Jeśli ... to bariera językowa nie ma znaczenia. Czy się mylę?? 

Zdanie jest w kontekście wspólnej jazdy na rowerze.


----------



## Thomas1

Zastanawiam się, czy może tu chodzić o wspólną jazdę, zwłaszcza ostrą, agresywną. Spójrz na drugą definicję w tym słowniku. Co do drugiej części zdania, to mam wątpliwości, bo wynika z niej coś zupełnie odwrotnego do tego, co napisałeś.


----------



## BezierCurve

Zobacz tutaj, druga odpowiedź.


----------



## LilianaB

Kacu said:


> Wie ktoś co to znaczy?
> 
> "If you're shredding with another biker, it doesn't| matter if you share a language."
> 
> 
> Jeśli ... to bariera językowa nie ma znaczenia. Czy się mylę??
> 
> Zdanie jest w kontekście wspólnej jazdy na rowerze.

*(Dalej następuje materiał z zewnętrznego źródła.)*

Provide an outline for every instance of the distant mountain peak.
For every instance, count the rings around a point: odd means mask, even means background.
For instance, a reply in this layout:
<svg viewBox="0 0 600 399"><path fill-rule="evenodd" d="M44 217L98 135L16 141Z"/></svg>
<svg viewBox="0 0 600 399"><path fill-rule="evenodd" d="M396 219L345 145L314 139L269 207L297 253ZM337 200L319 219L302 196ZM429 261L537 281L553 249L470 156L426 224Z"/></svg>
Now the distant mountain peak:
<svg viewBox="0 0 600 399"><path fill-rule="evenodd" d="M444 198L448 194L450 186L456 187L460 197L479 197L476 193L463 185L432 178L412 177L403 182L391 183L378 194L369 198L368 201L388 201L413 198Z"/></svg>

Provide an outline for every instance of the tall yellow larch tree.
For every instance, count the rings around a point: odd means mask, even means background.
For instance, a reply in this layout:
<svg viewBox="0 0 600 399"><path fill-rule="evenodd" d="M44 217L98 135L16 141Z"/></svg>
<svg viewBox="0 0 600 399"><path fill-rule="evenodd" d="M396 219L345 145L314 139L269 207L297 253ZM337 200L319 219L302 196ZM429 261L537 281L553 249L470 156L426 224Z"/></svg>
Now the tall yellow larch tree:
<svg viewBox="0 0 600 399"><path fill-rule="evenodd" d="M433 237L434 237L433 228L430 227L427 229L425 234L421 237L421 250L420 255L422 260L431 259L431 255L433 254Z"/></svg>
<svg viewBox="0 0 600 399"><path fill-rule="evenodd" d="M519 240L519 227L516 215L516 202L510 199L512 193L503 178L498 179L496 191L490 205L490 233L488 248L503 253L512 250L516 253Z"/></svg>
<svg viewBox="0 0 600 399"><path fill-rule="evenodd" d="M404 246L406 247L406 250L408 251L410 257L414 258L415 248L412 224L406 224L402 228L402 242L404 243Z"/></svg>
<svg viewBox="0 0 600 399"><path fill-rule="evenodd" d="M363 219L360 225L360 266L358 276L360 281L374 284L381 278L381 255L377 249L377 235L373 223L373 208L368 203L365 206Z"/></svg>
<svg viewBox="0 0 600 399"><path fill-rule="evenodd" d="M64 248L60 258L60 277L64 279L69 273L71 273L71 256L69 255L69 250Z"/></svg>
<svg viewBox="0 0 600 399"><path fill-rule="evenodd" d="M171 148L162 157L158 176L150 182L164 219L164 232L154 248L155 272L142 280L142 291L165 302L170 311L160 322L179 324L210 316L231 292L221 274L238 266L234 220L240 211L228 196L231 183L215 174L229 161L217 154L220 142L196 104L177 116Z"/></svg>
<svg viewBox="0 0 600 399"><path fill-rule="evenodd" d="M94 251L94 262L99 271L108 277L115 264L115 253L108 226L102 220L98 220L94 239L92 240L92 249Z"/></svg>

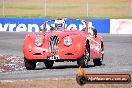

It just means riding, having fun. It does not have anything to do with language. (slang, or bikers jargon).


----------



## Kacu

Czyli można to przetłumaczyć jako:

"Jeśli dobrze się bawisz z innymi (rowerzystami), język nie ma znaczenia."


----------



## BezierCurve

A pewnie; dla mnie OK.


----------



## Thomas1

Inne propozycje:
Jeśli dobrze Ci się jeździ z innymi...
Jeśli jeździsz z innymi i masz/czerpiesz z tego przyjemność...
Język nie ma znaczenia, ważne (jest), że jeździcie razem i że sprawia wam to przyjemność.

PS: wydaje mi się, że tłumaczenie drugiej części z pierwszego postu jest jednak OK.


----------



## Kacu

Ok. Dzięki za pomoc.


----------



## Thomas1

Natknąłem się jeszcze na "śmigać", które też mogłoby pasować w tym kontekście (zob. tu).


----------